Torneranno a incrociare le braccia i lavoratori del call center Almaviva. I sindacati, che hanno già attivato un percorso di assemblee con gli operatori, infatti, hanno deciso un pacchetto di 24 ore di sciopero per protestare «con vigore contro un imbarazzante immobilismo». L’azienda ha già annunciato gli esuberi, colpa della mancanze di commesse e di un margine operativo ben al di sotto di quello necessario per la sopravvivenza del sito. In ballo c’è il futuro di 2.500 persone, ma il rischio è quello di un effetto domino in un colosso che in Sicilia conta circa 6mila addetti tra lavoratori a tempo indeterminato e lavoratori a progetto. Solo a Palermo si tratta di una platea di oltre 5mila persone, con un’anzianità di servizio in molti casi superiore ai dieci anni.
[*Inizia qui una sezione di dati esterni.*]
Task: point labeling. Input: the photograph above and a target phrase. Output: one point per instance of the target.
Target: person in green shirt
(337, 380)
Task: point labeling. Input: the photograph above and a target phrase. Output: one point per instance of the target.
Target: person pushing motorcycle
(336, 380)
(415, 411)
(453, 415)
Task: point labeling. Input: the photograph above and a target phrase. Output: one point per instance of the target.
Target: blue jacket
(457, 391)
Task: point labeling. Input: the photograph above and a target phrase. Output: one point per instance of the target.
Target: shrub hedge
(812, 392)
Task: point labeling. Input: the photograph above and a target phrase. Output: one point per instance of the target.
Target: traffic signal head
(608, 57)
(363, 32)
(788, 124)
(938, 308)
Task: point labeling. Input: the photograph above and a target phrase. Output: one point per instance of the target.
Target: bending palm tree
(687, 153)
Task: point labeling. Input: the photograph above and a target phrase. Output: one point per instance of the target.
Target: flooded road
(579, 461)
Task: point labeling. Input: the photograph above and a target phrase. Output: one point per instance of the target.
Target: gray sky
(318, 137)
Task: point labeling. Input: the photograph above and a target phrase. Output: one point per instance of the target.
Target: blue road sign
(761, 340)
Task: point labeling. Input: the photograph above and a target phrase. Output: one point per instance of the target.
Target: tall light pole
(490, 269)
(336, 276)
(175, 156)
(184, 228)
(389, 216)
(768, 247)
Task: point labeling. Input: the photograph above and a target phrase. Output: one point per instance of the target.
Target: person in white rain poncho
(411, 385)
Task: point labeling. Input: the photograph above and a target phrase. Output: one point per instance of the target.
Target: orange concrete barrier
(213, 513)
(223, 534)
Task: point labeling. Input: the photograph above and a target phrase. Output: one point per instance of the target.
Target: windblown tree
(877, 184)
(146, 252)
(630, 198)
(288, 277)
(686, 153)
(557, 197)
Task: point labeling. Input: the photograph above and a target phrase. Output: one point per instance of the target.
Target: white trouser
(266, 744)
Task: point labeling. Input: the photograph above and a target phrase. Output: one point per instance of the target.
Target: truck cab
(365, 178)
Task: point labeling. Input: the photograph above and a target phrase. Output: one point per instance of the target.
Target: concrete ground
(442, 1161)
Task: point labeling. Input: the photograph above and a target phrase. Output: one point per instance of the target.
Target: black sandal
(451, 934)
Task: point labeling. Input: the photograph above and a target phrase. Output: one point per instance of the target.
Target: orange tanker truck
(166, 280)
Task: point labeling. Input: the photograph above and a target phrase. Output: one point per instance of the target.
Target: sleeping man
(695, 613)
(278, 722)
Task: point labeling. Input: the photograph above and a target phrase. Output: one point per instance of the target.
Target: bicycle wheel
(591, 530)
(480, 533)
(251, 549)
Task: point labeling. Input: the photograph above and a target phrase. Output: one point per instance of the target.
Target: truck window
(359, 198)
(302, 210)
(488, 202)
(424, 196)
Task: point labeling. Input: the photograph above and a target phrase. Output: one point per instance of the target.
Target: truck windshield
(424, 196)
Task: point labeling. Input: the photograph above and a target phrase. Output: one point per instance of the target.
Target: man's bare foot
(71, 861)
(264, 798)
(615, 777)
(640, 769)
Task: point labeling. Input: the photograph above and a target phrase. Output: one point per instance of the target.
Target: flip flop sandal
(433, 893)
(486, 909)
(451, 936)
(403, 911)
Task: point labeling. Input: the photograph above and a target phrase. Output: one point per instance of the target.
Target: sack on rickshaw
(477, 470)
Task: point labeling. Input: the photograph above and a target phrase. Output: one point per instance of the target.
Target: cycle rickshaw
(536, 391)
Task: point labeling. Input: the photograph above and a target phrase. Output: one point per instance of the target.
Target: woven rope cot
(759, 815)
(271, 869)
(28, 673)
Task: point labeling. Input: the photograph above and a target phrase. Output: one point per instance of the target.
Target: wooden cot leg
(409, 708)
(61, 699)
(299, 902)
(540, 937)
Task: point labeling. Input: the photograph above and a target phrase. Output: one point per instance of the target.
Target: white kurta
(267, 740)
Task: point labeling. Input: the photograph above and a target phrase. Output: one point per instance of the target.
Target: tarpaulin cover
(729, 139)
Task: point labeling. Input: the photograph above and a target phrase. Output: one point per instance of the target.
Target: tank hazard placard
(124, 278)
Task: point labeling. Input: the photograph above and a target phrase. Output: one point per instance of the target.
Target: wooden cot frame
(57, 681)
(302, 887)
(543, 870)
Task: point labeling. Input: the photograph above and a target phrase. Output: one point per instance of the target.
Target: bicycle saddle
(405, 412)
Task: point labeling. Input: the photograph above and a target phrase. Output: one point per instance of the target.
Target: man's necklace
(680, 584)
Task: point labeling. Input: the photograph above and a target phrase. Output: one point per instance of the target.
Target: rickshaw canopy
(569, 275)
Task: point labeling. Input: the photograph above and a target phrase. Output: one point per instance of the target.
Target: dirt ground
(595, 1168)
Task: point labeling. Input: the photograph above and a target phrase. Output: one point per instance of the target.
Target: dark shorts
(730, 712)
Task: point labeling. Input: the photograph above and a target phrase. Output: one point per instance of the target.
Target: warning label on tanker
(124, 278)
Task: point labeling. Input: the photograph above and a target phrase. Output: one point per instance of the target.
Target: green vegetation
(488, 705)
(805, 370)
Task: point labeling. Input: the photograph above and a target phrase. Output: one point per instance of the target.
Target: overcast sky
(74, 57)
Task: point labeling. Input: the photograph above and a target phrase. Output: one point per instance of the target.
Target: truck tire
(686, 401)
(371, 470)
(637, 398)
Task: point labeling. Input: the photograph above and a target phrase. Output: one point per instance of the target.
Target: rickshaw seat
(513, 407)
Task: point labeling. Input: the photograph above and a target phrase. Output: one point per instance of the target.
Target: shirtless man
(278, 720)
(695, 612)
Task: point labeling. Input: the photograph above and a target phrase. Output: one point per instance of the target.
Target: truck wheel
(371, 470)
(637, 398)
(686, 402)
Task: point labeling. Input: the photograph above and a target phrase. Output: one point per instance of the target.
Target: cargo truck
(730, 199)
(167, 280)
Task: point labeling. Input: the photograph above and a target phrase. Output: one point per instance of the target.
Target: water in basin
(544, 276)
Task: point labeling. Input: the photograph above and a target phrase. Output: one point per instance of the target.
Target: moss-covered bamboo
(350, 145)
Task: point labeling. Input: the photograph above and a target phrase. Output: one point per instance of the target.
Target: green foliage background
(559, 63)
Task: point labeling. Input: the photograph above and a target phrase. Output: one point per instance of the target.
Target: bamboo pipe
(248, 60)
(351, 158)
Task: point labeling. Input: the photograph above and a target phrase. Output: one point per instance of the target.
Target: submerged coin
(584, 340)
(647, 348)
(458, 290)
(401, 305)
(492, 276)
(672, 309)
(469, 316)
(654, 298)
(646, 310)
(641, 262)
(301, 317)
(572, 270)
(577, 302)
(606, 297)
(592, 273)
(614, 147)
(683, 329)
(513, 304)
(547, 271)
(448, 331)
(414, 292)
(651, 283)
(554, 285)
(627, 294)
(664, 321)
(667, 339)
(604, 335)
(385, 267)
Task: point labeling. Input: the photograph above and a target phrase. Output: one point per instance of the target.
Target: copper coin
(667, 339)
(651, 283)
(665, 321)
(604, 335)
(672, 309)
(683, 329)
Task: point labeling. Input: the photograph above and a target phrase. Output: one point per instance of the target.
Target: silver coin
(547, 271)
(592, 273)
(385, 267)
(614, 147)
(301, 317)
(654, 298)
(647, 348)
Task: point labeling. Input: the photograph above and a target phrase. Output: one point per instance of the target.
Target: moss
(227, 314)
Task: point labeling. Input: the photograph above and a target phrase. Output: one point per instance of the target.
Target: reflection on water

Da gennaio i dipendenti, già messi a dura prova dai contratti di solidarietà, potrebbero restare senza lavoro. 

Le parti sociali da tempo chiedono ai governi nazionale e regionale una programmazione per il settore del call center che nell’Isola occupa complessivamente 20mila persone. Un’attenzione che passa anche da un investimento sulla formazione del personale. Ieri le parti sociali hanno incontrato il sindaco Leoluca Orlando e l’assessore alle Attività produttive, Giovanna Marano. Un vertice che Slc Cgil, Fistel Cisl, Uilcom e Ugl Palermo definiscono «proficuo» e durante il quale i sindacati sono tornati a chiedere «un incontro urgente al presidente della Regione, agli assessori regionali alle Attività produttive e al Lavoro, ai sindaci di Palermo e Catania e al management di Almaviva Contact per risolvere definitivamente la grave situazione che mette a rischio migliaia di lavoratori». Il colosso dei call center, che è la prima azienda in città in termini di dipendenti da tempo, spiegano le parti sociali, lamenta «uno stato di crisi legato, oltre che alle complesse condizioni del mercato, soprattutto all’assenza di regole certe che garantiscano l’equilibrio industriale, la legalità, la trasparenza delle gare d’appalto, mettendo le aziende sane al riparo dalla piaga del dumping e della delocalizzazione».

Cgil, Cisl, Uil e Ugl rivendicano «un atteggiamento che ha permesso di costruire azioni concrete che, fino ad oggi, hanno consentito di mantenere tutti i lavoratori all’interno del perimetro occupazionale». Un senso di responsabilità che li ha portati ad accettare i contratti di solidarietà, «dimostrazione palese di una volontà che ricerca continuità di occupazione, radicamento sul territorio e sviluppo aziendale». Oggi, però, restano alte la tensione e la preoccupazione tra i dipendenti, che vedono il loro futuro occupazionale sempre più in bilico. Da qui la richiesta delle parti sociali di «un rapporto più simbiotico tra istituzioni politiche, azienda e sindacato per mettere in campo tutte quelle azioni che possano dare certezze ai lavoratori: un concreto piano industriale, formazione volta alla riqualificazione del personale, nuova organizzazione del lavoro, nuova visione del portafoglio clienti e regole certe». Davanti a queste richieste, concludono Slc Cgil, Fistel Cisl, Uilcom e Ugl Palermo, «la Regione resta immobile. Il Governo Crocetta non ha battuto un colpo e quello che si prefigura è un vero e proprio dramma sociale. Con l’approvazione della clausola sociale nella riforma del Codice degli appalti siamo a metà del guado. Adesso, però, serve l’impegno di tutti. A partire dalla Regione e dal Governo Renzi».